Aslambek, chociaż w typerze stawiałem na Borysa, mam przeczucie że to Aslambek okaże się zwycięzcą. O Strusie pisałem wiele, wybuchowość Azaitara go dzisiaj zdominuje.
Pudzianowski, no cóż, prawda jest taka że przez te 3 lata postępy zrobił niewielkie, jest magnesem dla sponsorów i widzów, ale Oli to nie ta liga, nawet jeśli nie jest nikim wybitnym. Skoro
KSW planuje gale w Londynie z main eventem Bedorf-Oli, oraz walką Nastula-
Pudzian, to może sobie pozwolić na tą porażkę w wykonaniu Mario. Pudzianxx słusznie zauważył że to duża okazja, po takich kursach. Swoją drogą,
Pudzian stawia na porażkę Pudziana, koniec świata ????

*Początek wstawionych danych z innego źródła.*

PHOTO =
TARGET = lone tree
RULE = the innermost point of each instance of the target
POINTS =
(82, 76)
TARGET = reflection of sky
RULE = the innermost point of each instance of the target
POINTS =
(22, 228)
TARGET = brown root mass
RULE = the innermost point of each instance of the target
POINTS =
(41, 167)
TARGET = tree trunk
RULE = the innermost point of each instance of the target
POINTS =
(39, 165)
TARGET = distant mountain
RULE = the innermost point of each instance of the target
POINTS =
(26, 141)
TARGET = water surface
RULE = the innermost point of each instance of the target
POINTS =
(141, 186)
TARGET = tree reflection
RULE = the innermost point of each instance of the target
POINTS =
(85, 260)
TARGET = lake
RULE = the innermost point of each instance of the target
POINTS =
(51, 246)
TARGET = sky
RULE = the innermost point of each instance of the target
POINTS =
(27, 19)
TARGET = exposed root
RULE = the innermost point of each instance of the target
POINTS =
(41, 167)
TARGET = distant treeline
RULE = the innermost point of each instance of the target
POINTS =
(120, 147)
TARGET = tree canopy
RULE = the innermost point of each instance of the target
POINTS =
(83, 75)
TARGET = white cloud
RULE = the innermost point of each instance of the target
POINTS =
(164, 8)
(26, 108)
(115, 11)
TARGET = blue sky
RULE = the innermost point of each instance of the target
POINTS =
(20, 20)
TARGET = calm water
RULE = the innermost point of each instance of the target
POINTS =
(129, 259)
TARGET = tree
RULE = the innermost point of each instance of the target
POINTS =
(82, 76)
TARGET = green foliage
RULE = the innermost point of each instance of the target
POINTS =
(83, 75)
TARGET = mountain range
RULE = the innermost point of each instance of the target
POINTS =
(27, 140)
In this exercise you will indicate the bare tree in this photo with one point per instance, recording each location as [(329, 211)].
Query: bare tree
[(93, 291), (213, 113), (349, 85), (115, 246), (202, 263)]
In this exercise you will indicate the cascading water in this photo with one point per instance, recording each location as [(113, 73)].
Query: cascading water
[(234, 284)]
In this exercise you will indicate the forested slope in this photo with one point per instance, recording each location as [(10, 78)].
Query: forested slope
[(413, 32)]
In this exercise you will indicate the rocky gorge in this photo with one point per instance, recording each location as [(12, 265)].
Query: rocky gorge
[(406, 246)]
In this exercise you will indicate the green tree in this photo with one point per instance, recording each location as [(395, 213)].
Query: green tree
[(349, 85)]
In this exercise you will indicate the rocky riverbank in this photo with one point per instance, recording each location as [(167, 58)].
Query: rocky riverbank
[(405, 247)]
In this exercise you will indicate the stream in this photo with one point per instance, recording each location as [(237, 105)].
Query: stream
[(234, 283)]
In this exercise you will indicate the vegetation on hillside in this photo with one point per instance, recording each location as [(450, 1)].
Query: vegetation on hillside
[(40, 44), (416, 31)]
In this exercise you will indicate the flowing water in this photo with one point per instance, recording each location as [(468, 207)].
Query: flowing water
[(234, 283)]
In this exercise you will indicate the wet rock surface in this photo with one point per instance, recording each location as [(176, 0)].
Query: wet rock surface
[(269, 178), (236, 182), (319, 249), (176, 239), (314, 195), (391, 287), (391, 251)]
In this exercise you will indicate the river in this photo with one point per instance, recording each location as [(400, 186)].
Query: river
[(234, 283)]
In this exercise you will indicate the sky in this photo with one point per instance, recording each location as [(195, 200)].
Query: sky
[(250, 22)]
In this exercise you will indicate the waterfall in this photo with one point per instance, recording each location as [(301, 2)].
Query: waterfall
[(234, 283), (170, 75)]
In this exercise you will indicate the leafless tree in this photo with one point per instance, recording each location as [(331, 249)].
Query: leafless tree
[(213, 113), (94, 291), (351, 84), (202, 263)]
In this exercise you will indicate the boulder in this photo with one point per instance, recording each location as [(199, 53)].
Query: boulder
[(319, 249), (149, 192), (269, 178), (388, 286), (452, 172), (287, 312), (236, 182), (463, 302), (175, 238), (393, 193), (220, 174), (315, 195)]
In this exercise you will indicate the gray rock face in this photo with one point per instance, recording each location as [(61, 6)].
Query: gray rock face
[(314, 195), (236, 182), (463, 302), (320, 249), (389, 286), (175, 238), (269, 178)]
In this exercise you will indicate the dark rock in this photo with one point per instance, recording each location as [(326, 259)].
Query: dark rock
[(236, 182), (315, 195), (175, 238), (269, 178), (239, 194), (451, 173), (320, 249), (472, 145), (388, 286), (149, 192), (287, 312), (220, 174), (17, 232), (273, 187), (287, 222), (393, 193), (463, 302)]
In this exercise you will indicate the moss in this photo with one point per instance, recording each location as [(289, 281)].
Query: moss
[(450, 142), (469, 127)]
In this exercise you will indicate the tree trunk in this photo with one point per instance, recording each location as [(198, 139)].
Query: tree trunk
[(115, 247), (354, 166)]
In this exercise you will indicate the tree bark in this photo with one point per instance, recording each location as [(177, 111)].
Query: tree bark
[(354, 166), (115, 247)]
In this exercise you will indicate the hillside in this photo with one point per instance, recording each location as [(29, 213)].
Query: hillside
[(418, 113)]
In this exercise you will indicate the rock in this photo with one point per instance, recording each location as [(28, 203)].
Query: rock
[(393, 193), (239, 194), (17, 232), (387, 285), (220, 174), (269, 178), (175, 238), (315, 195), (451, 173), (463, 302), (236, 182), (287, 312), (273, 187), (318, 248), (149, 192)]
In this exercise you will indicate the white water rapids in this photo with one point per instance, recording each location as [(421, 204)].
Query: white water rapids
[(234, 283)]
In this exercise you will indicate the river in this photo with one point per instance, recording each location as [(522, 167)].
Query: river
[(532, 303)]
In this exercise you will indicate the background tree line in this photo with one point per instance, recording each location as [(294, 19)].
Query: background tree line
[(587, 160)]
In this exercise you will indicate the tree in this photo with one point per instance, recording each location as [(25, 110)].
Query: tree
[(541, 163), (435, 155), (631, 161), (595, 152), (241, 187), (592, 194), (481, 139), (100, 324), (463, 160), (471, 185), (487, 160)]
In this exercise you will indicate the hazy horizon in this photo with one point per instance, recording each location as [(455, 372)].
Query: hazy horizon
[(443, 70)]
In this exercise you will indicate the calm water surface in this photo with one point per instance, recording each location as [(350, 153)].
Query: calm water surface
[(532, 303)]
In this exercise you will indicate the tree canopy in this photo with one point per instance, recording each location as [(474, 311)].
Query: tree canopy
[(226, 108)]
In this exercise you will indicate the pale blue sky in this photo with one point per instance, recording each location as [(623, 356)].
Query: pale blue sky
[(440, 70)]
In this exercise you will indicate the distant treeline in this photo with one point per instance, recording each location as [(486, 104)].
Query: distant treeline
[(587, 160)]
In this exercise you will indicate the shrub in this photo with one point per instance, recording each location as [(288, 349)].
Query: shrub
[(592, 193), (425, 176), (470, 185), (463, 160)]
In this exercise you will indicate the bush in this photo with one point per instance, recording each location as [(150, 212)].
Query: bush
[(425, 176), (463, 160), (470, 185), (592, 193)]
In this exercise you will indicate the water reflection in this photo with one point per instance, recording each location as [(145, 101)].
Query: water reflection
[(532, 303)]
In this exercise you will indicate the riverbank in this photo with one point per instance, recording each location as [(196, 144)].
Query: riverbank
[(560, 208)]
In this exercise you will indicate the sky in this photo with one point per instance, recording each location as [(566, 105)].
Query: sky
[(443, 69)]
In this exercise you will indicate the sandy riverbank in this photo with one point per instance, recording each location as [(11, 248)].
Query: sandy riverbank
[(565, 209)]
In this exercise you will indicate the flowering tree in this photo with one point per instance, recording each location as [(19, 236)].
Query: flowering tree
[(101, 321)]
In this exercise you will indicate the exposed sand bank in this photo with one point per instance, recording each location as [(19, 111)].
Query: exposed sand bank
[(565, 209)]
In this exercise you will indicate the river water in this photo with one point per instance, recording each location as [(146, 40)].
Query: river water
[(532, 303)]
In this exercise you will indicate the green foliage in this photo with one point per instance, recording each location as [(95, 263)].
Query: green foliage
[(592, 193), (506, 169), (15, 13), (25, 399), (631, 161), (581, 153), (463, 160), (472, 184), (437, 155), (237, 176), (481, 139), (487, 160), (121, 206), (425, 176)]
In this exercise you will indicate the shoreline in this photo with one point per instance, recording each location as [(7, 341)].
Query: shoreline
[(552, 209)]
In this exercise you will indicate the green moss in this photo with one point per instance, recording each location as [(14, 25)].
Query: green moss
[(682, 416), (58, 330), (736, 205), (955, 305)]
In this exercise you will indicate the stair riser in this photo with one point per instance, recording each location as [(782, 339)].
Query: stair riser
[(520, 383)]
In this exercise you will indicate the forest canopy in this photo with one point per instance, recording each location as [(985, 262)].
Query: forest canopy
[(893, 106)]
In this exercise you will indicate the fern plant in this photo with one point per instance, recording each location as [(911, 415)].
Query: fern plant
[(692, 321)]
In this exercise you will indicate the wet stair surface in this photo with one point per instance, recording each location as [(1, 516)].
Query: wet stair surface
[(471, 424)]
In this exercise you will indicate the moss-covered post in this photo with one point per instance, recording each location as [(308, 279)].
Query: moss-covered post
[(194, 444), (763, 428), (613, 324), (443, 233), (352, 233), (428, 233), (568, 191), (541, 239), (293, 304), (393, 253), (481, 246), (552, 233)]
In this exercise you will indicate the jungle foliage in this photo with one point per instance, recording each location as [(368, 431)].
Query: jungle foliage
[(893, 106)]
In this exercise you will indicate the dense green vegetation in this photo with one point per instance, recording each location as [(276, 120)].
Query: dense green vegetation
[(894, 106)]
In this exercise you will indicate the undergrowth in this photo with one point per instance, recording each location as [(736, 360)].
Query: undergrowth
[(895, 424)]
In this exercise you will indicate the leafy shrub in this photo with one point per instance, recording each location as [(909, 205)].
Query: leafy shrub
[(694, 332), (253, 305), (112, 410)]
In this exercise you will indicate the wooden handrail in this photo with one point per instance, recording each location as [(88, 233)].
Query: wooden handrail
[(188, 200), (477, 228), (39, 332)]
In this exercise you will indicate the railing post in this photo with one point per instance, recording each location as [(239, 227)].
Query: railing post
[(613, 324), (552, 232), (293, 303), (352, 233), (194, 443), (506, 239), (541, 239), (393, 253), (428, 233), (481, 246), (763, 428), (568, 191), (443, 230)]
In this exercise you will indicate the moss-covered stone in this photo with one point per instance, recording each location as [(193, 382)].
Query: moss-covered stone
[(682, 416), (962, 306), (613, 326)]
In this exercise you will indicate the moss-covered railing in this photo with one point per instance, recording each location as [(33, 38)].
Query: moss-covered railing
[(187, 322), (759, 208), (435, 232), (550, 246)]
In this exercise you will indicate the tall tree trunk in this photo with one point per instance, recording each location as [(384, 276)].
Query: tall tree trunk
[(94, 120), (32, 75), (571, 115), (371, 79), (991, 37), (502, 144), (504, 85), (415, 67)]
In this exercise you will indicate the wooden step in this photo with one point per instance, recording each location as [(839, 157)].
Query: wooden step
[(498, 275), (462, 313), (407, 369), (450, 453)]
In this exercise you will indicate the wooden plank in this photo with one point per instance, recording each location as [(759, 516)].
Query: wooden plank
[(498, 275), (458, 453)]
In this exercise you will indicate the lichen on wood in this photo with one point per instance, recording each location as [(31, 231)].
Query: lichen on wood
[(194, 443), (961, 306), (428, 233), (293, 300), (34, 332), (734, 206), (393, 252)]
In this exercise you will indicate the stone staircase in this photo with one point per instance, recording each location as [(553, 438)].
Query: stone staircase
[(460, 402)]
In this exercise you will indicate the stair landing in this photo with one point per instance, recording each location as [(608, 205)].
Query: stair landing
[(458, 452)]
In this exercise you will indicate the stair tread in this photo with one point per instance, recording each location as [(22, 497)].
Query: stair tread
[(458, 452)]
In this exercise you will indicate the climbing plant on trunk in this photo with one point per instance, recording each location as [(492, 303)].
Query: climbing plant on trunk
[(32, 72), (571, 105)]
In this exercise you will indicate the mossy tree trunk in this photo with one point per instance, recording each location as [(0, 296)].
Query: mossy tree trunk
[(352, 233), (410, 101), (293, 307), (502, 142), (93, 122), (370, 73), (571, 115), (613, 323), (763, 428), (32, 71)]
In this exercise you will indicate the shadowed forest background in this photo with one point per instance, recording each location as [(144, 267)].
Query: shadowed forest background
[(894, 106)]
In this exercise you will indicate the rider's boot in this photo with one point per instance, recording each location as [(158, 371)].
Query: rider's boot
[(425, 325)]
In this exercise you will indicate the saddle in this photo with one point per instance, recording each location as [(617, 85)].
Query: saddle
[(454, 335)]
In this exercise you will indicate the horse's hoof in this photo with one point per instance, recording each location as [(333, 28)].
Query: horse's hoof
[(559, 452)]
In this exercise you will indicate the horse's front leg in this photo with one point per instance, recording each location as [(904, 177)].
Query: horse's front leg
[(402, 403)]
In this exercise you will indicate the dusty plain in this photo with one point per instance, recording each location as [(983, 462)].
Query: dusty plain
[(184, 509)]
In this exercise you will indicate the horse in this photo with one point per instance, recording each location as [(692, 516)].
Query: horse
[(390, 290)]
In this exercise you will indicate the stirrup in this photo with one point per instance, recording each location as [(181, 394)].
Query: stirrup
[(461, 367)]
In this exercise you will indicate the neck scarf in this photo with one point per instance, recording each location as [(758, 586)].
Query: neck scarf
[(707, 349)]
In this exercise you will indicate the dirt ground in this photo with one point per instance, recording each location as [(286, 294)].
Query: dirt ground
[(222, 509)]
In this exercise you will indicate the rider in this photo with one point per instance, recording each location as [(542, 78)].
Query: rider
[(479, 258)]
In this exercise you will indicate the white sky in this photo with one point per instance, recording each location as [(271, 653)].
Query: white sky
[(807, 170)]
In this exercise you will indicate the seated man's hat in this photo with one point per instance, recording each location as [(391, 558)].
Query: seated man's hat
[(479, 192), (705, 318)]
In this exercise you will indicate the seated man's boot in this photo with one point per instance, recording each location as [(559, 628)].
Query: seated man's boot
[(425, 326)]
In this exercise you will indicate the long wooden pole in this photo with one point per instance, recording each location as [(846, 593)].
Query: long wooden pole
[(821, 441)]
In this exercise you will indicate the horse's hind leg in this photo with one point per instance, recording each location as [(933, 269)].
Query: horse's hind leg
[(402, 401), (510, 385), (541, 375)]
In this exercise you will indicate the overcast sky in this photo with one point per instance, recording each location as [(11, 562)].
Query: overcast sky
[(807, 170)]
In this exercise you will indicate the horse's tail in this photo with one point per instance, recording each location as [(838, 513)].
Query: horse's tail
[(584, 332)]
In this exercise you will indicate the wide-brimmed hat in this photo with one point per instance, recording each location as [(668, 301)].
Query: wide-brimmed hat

Falcao? Nie no, jasne że to Mamed "jest skazany na zwycięstwo", po prostu po takim kursie można pobawić się w granie na Falcao, po w przeciwieństwie do ostatnich rywali na których był podobny kurs, jak dla mnie ma sens. Rozumiem wszystkich którzy grają na Mameda, bo jest symbolem sukcesu w Polskim
MMA. Ale drażnią mnie analizy na zasadzie "Falcao miał problemy ze zdrowiem więc nie stanowi zagrożenia dla Mameda". Co za gówniany argument? Jedno nazwisko, Blagoy Ivanov, cios nożem w serce w 2012 roku, sześciogodzinna walka o życie na bloku operacyjnym, a od tamtej pory 4 wygrane w Bellatorze, dzisiaj też walczy. "Falcao jest słaby, bo przegrał ze Shlemenką". No tak, a Mamed walczył z kimś chociaż w połowie tak dobrym jak Shlemenko? Zamiast tego przegrał z Santiago i Sakuraiem (tak wiem, to oficjalnie wałkowaty remis). Umiejętności Mameda są znacznie przeszacowane, a Falcao umniejszane. Mamed mistrzem parteru? No sorry ludzie, wy nie ogarniacie że on ostatnie walki toczył głównie ze stójkowiczami, nie miał ŻADNEJ sensownej walki z kimś o mocniejszym parterze? Mistrzem parteru to jest Held, a nie Mamed. Tak jak pisałem wcześniej, Maiquel ostatnie miesiące ćwiczył zapasy i parter, jeśli Khalidov go szybko nie podda, może przegrać w późniejszych rundach.